Une attitude qui ne surprend pas dans les rangs de la Macronie. « Cet homme de gauche, sait-il ce qu’il va devoir faire dans ce gouvernement ? J’ai été appelé à deux reprises à faire partie de gouvernements et je savais quelle était la feuille de route.juge la porte-parole du gouvernement démissionnaire, Prisca Thevenot.
« Pour quelqu’un qui est appelé, il est légitime de se demander : « Mais pour quelle politique ? » Et les électeurs dans les circonscriptions se poseront la même question. »
Prisca Thevenot, porte-parole du gouvernement démissionnaireà franceinfo
Face à la pénurie de profils à gauche, la promesse « ouverture » du nouveau Premier ministre pourrait bien rester lettre morte. L’absence d’un poids lourd de gauche dans le futur gouvernement serait de toute façon « clarifier l’ouverture d’Emmanuel Macron à la droite depuis sa réélection »selon Bruno Cautrès, politologue et chercheur au Cevipof. En août, le président de la République avait en effet refusé de nommer Lucie Castets, la candidate du NFP, à Matignon.
Malgré des tensions internes au sein du NFP, notamment sur la question de voter ou non en faveur de la destitution d’Emmanuel Macron, l’alliance a bénéficié du refus de ses forces, notamment socialistes, de participer à un gouvernement avec les LR et les macronistes. « Le président avait misé sur l’éclatement de la gauche, avant et après les législatives, mais nous avons montré que nous tenions bon »souligne Arthur Delaporte.
Au-delà du sort du futur gouvernement, la gauche a déjà en tête les prochaines élections.

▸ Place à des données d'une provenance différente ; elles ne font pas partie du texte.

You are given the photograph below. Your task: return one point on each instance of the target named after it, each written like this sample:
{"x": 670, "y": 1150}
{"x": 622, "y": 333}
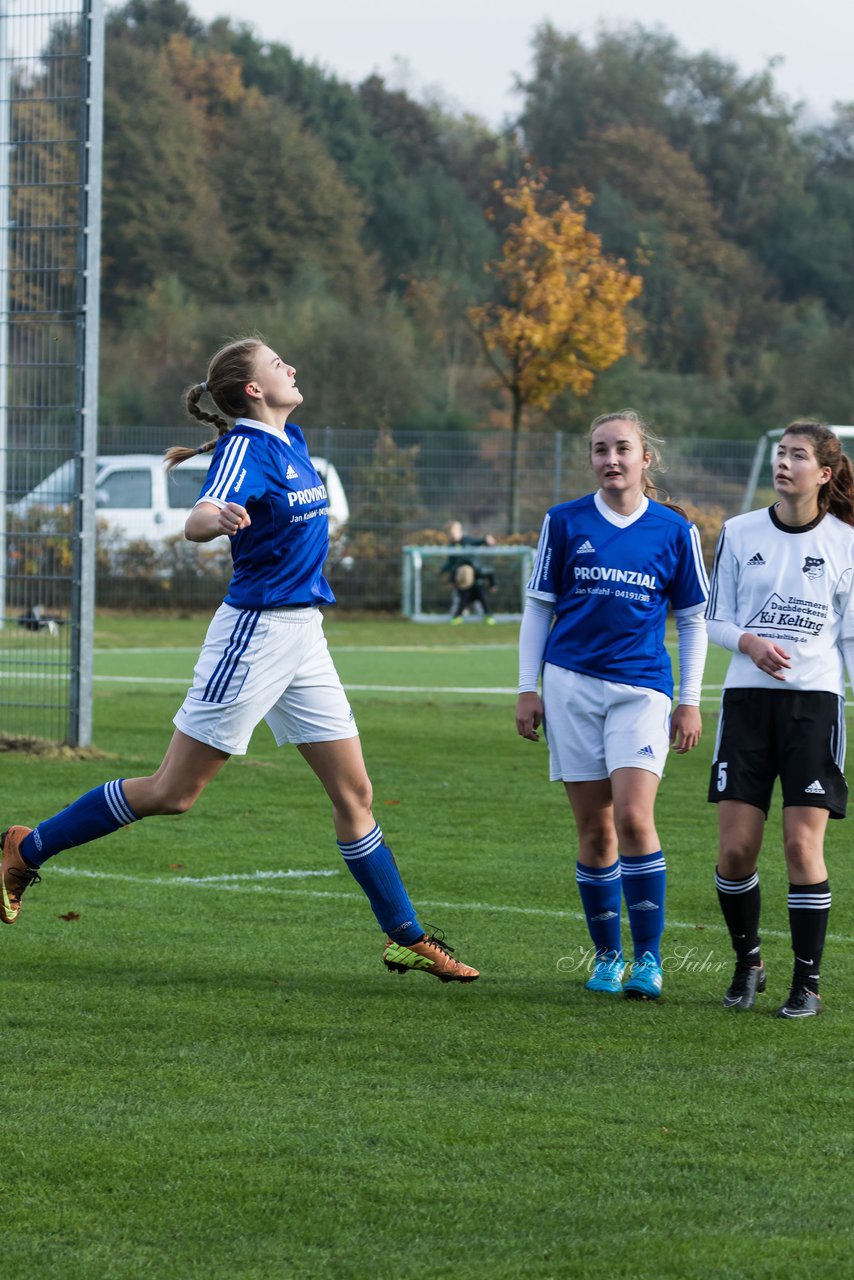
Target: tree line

En cas d’élections législatives anticipées, et sans changement du mode de scrutin, les partis du NFP auront tout intérêt à maintenir leur union pour préserver leur nombre de députés. « JEIl y avait une bonne musique de Raphaël Glucksmann (aux élections européennes)une victoire en sièges aux législatives, on ne voit pas quel serait l’intérêt stratégique de la gauche à venir aider ce qui reste du macronisme »résume Bruno Cautrès.